Tarım Kredi Merkez Birliğine ait (Şair Erdem BAYAZIT’ın ifadesiyle) 'ışıklı salonlarda' atılan nutuklarda onlar nokta olarak geçiyorlar.

Onlar en son sayıları 1800’e inmiş Anadolu’nun her köşesine yayılmış noktalar…  

Temel görevleri; köylüye, çiftçiye hizmet edip tarımsal üretimin devamına ve ülkenin kalkınmasına fayda sağlamak, bir de meslek hayatlarının başından itibaren kendilerine öğretilen/dayatılan tek yükselme yolunda mesafe almanın sihirli uygulaması 'karşıla, ağırla, uğurla' ile kurumun köylü (sosyolojik manada) şaşkın ağaları ile bu ağaları 1. Sınıflar arasından talebe seçer gibi seçip bir yerlere oturtan mektepli tepeden inme, birçokları sonradan görme üst düzey bürokratları memnun etmek. 

Ama her zaman ikinci görev birincisinden daha önemli ve etkili olmuştur. 

Onlar önceleri bütün ülkeyi kapsayacak kadar çok noktaydılar.

Sonra ekonomik değişim, kırsaldan göç, iletişim ve ulaşım imkanlarının artmasıyla sayılarını azaldı.

Ve bugün yaklaşık 1800 noktada kurum geleneğinde olduğu biçimde çoğunluğu kırsalda köylü, çiftçi ile aynı zor şartlarda yaşamaya ve çalışmaya devam ediyorlar.

Hem üreticilerin ihtiyacını karşılayıp memnun etmeye çalışıyorlar, hem de yukarıdan gelenlerin taleplerine cevap verip, kaprislerine katlanmaya çalışıyorlar.

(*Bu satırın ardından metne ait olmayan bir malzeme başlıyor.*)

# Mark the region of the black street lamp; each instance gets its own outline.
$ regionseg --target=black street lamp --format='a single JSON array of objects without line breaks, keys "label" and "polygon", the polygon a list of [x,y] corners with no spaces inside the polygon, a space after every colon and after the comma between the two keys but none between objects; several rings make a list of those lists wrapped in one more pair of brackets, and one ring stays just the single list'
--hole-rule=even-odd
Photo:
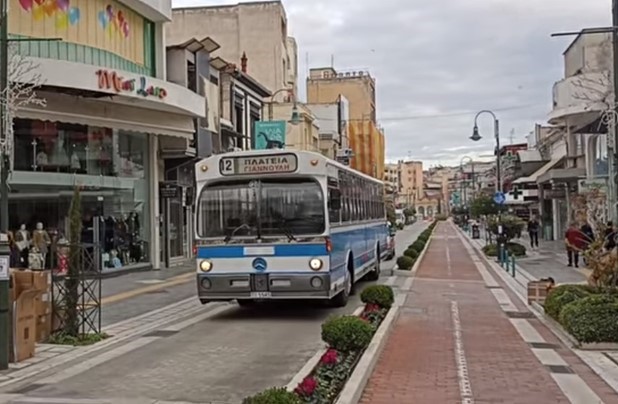
[{"label": "black street lamp", "polygon": [[481,114],[490,114],[494,118],[494,137],[496,138],[496,192],[502,192],[502,180],[500,178],[500,124],[498,118],[496,118],[496,114],[486,109],[476,114],[470,139],[475,142],[482,139],[482,136],[479,134],[478,126],[478,118]]}]

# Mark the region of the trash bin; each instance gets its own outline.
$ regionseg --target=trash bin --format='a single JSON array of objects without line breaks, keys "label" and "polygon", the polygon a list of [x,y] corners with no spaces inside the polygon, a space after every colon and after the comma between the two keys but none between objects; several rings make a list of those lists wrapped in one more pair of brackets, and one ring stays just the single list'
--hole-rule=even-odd
[{"label": "trash bin", "polygon": [[472,225],[472,238],[473,239],[481,238],[481,230],[479,229],[479,225],[478,224],[473,224]]}]

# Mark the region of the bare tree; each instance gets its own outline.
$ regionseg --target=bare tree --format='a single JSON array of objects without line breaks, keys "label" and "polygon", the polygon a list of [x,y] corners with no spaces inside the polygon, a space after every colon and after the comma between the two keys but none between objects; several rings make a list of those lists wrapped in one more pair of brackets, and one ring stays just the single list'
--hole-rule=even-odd
[{"label": "bare tree", "polygon": [[19,52],[19,45],[8,46],[8,86],[0,93],[0,105],[5,108],[6,137],[0,134],[0,147],[9,155],[13,152],[13,120],[17,111],[28,105],[46,106],[36,89],[43,83],[39,64]]}]

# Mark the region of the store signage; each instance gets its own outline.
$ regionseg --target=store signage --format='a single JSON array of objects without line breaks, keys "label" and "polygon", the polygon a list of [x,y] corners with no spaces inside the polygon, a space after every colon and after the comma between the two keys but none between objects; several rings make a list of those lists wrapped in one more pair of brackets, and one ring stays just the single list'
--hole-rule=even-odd
[{"label": "store signage", "polygon": [[178,185],[175,183],[161,182],[159,183],[159,196],[162,199],[174,199],[178,198],[180,193],[178,192]]},{"label": "store signage", "polygon": [[292,173],[298,168],[295,154],[274,156],[224,157],[219,163],[221,175]]},{"label": "store signage", "polygon": [[98,85],[100,90],[111,90],[117,93],[135,93],[143,97],[157,97],[164,99],[167,91],[162,87],[148,85],[145,76],[137,79],[126,79],[115,71],[97,70]]}]

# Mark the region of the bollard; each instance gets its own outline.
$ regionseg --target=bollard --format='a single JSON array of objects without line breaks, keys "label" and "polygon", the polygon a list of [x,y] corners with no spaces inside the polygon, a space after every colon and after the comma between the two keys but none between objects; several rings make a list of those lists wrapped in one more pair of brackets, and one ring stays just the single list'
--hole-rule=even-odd
[{"label": "bollard", "polygon": [[513,278],[515,278],[515,254],[511,256],[511,270],[513,271]]},{"label": "bollard", "polygon": [[509,254],[509,250],[507,250],[506,248],[504,249],[504,270],[506,272],[509,272],[509,262],[511,261],[510,259],[510,254]]},{"label": "bollard", "polygon": [[9,368],[9,243],[0,234],[0,370]]}]

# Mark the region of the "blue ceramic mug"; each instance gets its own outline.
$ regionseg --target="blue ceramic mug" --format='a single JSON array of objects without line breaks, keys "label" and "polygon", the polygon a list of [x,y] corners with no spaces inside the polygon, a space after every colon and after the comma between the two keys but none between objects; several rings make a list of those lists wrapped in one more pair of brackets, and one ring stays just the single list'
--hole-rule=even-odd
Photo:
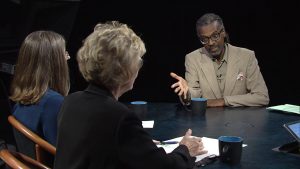
[{"label": "blue ceramic mug", "polygon": [[242,156],[243,139],[237,136],[220,136],[220,160],[228,164],[239,164]]}]

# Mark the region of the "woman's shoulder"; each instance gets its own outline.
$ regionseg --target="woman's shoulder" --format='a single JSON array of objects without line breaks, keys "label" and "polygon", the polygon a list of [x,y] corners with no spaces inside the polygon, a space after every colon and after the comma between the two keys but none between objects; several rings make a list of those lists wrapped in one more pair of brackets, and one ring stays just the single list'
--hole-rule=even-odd
[{"label": "woman's shoulder", "polygon": [[41,103],[47,103],[47,104],[61,104],[64,100],[64,97],[58,93],[57,91],[54,91],[52,89],[48,89],[44,96],[41,98]]},{"label": "woman's shoulder", "polygon": [[60,93],[58,93],[57,91],[52,90],[52,89],[47,89],[45,96],[46,97],[63,97]]}]

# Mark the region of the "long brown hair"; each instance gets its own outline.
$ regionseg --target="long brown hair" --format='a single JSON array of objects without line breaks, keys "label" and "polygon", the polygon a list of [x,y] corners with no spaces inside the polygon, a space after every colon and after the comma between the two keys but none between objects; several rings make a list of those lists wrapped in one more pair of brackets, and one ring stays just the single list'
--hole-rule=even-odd
[{"label": "long brown hair", "polygon": [[52,31],[36,31],[23,41],[11,84],[10,99],[37,103],[48,88],[63,96],[70,88],[64,38]]}]

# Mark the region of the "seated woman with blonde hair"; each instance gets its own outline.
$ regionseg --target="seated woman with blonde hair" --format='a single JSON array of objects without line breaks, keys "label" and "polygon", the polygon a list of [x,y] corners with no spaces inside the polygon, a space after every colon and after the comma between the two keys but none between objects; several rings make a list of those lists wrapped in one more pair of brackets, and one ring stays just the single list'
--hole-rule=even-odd
[{"label": "seated woman with blonde hair", "polygon": [[67,96],[58,122],[56,169],[186,169],[203,154],[188,130],[170,154],[157,148],[141,120],[118,101],[132,89],[146,49],[126,24],[96,25],[77,54],[89,86]]}]

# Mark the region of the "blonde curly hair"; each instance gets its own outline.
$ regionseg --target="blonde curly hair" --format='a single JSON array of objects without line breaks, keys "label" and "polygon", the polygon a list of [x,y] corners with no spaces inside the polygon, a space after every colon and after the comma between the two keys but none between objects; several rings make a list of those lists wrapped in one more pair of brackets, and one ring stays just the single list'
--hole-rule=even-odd
[{"label": "blonde curly hair", "polygon": [[116,89],[142,66],[145,44],[126,24],[99,23],[77,53],[79,70],[90,83]]}]

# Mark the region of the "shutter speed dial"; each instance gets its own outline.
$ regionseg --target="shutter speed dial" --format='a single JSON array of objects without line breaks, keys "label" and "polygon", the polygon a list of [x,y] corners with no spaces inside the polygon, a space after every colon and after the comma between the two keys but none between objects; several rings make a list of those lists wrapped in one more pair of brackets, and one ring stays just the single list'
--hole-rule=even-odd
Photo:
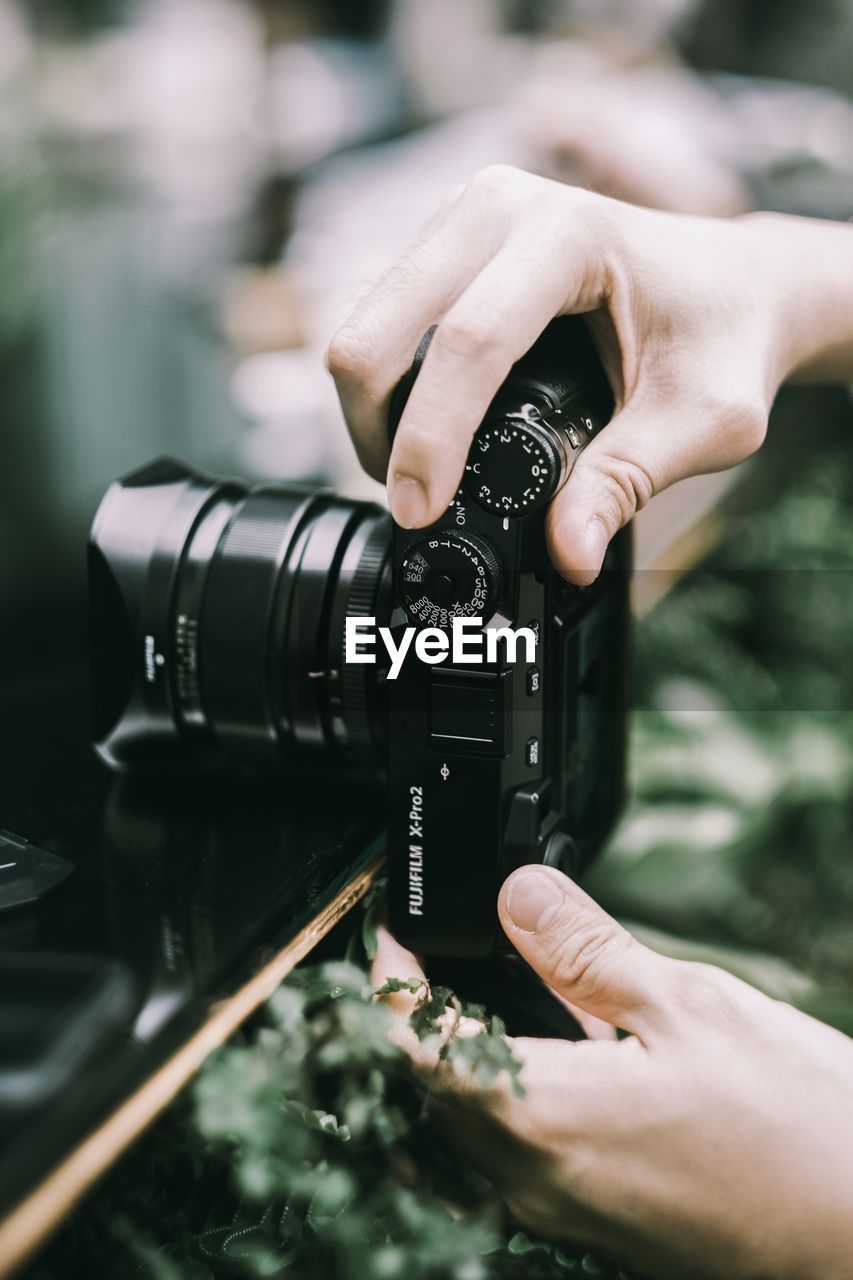
[{"label": "shutter speed dial", "polygon": [[403,608],[421,627],[449,628],[454,618],[487,622],[502,585],[501,562],[488,543],[455,529],[416,542],[400,566]]}]

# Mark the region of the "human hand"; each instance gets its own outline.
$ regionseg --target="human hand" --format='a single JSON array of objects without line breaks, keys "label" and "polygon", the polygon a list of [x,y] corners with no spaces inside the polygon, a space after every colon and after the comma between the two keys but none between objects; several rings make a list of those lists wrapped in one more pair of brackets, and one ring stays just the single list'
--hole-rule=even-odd
[{"label": "human hand", "polygon": [[[385,997],[433,1119],[514,1216],[652,1276],[853,1276],[853,1041],[648,950],[555,870],[515,872],[499,912],[554,990],[630,1032],[514,1039],[518,1098],[418,1041],[414,995]],[[419,973],[383,931],[377,985]]]},{"label": "human hand", "polygon": [[[792,371],[820,372],[823,349],[846,351],[848,338],[853,367],[851,229],[815,227],[652,212],[483,170],[329,348],[359,457],[377,479],[387,470],[395,519],[438,519],[512,364],[555,315],[585,313],[616,413],[552,502],[548,538],[557,568],[590,582],[609,539],[653,494],[758,448]],[[389,463],[391,391],[436,322]]]}]

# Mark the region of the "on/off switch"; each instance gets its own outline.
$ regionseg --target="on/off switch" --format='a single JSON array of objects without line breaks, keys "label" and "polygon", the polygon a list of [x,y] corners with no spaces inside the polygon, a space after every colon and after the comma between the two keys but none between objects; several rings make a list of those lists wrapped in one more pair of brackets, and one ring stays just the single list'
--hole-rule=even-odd
[{"label": "on/off switch", "polygon": [[525,677],[525,689],[528,698],[532,698],[542,687],[542,673],[538,667],[528,667]]}]

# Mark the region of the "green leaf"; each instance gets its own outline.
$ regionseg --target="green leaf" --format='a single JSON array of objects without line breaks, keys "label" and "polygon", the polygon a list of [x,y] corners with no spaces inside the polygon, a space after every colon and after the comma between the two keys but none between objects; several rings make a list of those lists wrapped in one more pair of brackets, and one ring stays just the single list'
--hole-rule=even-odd
[{"label": "green leaf", "polygon": [[426,987],[426,983],[423,978],[386,978],[381,987],[376,987],[373,994],[377,996],[390,996],[394,995],[397,991],[411,991],[414,993],[422,990],[424,987]]},{"label": "green leaf", "polygon": [[419,1040],[441,1031],[440,1020],[454,1000],[449,987],[427,987],[409,1018],[409,1025]]}]

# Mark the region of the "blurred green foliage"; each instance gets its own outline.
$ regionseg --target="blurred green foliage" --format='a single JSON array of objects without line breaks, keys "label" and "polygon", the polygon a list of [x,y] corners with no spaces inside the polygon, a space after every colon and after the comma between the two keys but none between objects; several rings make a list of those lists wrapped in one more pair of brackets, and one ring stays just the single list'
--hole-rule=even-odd
[{"label": "blurred green foliage", "polygon": [[631,806],[588,887],[659,949],[853,1032],[850,416],[808,454],[772,441],[639,628]]}]

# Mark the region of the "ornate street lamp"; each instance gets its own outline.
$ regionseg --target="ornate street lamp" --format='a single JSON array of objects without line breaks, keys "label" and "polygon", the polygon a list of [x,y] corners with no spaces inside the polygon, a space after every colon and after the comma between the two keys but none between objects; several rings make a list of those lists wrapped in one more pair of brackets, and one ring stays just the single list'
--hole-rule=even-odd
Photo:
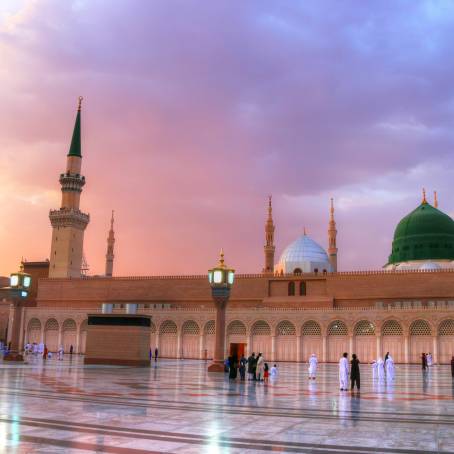
[{"label": "ornate street lamp", "polygon": [[27,298],[32,285],[32,277],[30,274],[24,273],[23,264],[21,264],[17,273],[10,275],[9,284],[9,287],[0,289],[0,298],[3,298],[10,306],[8,340],[11,347],[4,359],[7,361],[23,361],[24,358],[19,352],[22,304],[23,300]]},{"label": "ornate street lamp", "polygon": [[211,296],[216,306],[216,337],[213,362],[208,366],[208,372],[224,372],[225,349],[225,310],[230,298],[235,270],[224,263],[224,252],[221,250],[219,264],[208,270],[208,282],[211,286]]}]

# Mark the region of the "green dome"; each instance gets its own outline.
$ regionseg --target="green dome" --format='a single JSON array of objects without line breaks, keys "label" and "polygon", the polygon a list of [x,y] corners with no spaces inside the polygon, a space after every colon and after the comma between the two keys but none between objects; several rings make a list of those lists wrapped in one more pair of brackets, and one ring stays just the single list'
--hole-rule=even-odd
[{"label": "green dome", "polygon": [[411,260],[454,260],[454,221],[425,201],[397,224],[388,264]]}]

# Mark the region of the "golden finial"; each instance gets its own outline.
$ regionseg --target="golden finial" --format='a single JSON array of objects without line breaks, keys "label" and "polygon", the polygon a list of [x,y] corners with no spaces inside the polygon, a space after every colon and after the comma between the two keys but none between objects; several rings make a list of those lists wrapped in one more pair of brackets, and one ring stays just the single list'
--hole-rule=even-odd
[{"label": "golden finial", "polygon": [[334,199],[331,197],[331,206],[330,206],[331,216],[334,214]]},{"label": "golden finial", "polygon": [[425,188],[422,188],[422,202],[423,204],[426,204],[427,203],[427,200],[426,200],[426,189]]},{"label": "golden finial", "polygon": [[79,105],[77,106],[77,110],[80,111],[82,109],[82,101],[83,101],[84,97],[83,96],[79,96]]},{"label": "golden finial", "polygon": [[221,252],[219,253],[219,268],[225,268],[224,264],[224,249],[221,248]]},{"label": "golden finial", "polygon": [[112,217],[110,218],[110,228],[113,228],[114,224],[114,210],[112,210]]},{"label": "golden finial", "polygon": [[307,232],[306,232],[306,227],[303,227],[303,235],[306,236],[307,235]]},{"label": "golden finial", "polygon": [[437,191],[434,191],[434,207],[438,208]]}]

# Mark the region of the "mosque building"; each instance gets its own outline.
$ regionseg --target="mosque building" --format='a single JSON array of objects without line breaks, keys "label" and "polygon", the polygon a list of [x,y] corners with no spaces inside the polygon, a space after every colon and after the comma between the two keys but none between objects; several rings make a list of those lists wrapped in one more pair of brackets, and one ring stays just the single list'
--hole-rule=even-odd
[{"label": "mosque building", "polygon": [[[50,351],[73,345],[85,351],[87,314],[113,304],[124,312],[137,304],[152,316],[151,348],[161,357],[213,356],[215,308],[205,275],[113,275],[114,219],[107,240],[105,276],[83,276],[83,237],[89,215],[80,210],[81,107],[59,181],[61,206],[50,211],[48,262],[25,262],[38,282],[24,308],[22,342]],[[421,204],[397,225],[388,263],[373,271],[338,271],[337,229],[331,200],[328,248],[304,232],[275,260],[271,198],[265,221],[264,266],[237,275],[227,308],[226,351],[262,352],[269,361],[337,362],[346,351],[369,362],[391,352],[396,362],[419,362],[431,352],[446,364],[454,354],[454,221]],[[44,270],[44,271],[43,271]]]}]

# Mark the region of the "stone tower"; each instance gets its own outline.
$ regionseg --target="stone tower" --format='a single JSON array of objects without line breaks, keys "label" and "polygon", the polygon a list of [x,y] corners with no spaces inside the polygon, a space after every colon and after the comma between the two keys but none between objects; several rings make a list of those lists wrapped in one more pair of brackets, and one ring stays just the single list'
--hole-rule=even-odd
[{"label": "stone tower", "polygon": [[329,211],[329,227],[328,227],[328,256],[331,263],[331,271],[337,271],[337,245],[336,245],[336,221],[334,220],[334,201],[331,199]]},{"label": "stone tower", "polygon": [[274,273],[274,223],[273,223],[273,207],[271,205],[271,196],[268,198],[268,219],[265,224],[265,267],[263,273]]},{"label": "stone tower", "polygon": [[107,237],[107,253],[106,253],[106,276],[112,277],[113,262],[114,262],[114,245],[115,245],[115,232],[114,232],[114,212],[112,210],[112,218],[110,219],[109,236]]},{"label": "stone tower", "polygon": [[52,246],[50,250],[49,277],[80,277],[84,231],[90,216],[79,210],[80,194],[85,177],[80,174],[82,166],[80,140],[79,97],[76,123],[71,146],[66,158],[66,172],[60,175],[61,207],[49,213],[52,224]]}]

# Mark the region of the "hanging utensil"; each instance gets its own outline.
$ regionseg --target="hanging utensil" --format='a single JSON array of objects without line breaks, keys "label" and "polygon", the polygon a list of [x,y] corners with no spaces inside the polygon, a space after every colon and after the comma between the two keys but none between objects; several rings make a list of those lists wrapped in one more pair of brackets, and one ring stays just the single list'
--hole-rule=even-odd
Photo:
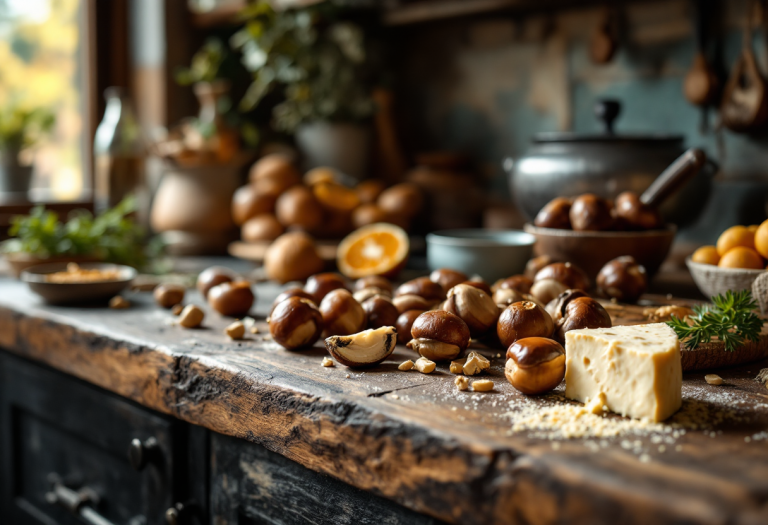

Üstelik kazançlarının neredeyse 2/3'si bölge birliği denilen derebeyliklerine ve merkez birliği denilen özel/özerk/bağımsız/karışılamaz, başına buyruk dükalığa gidiyor. 

Bu yoğun emeklerle elde edilen kaynaklardan önemli bir miktarı 500 milyon lirası (çeyrek milyar dolar) daha 2013 yılında Tarım Kredi şirketlerinden birine gömüldü.

Aradan geçen bunca yıla rağmen ne hesap veren, ne hesap soran, nede suçlu ortada yok.

Önceden Tarım Kredi Şirketlerine çiftçinin ürününü değerlendirmek için yarışan kooperatifler yeni ve büyük endişelerle artık merkez birliği dükalığının şirketlerine mal vermemek için türlü türlü  gerekçeler üretir hale geldiler, haklı olarak…

Mesai kavramı yok...

Ne gecesi belli, ne gündüzü... 

Ne hafta sonu var, ne de bayram seyran... 

Ne dert dinler ne tasa... 

Ne müdür bilir ne hizmetli... 

Bir gün protokoldedir bir gün sırtında çuval vardır...

Koronalı günlerde bile derebeylikler ile dükalık mesai düzenini değiştirmişken onlar hiçbir şey olmamış gibi çalışmaya devam ediyorlar.

Kooperatifler en çok hizmet veren, çalışan, çile çeken olmasına rağmen derebeyliklerle, dükalığı beslediğinden kazancı kooperatifinde bile kalamaz. 

Bütün bunlara rağmen kooperatifçinin kıymeti bilinmez, itilip kakılır ve hatta bu da yetmez olur olmadık nedenlerle denetçi, kontrolör, müfettiş yeni yetmelerin önüne atılır. 

Onlar çalışkan oldukları kadar, fedakar ve sabırlıdırlar.

Çoğu zaman çektikleri sıkıntılara kendileri ile birlikte aileleri de katlanır.

Merkez birliğinin, bölge müdürlüklerinin ve hatta devletin politikalarına kızan çiftçilerimiz hemen yanındaki kooperatifçiye tepki gösterse de bütün vatandaşlarımızla birlikte ülkenin çiftçileri, köylüleri de onlara çok şey borçludur. 

Her toplulukta olduğu gibi içlerinden suiistimalde bulunan 3-5 kendini bilmez çıksa da ülkemizin bu binlerce kooperatifçi tarım emekçisinin hak ettikleri imkanlara ve değere kavuşmalarını dilerek  saygıyla selamlıyorum.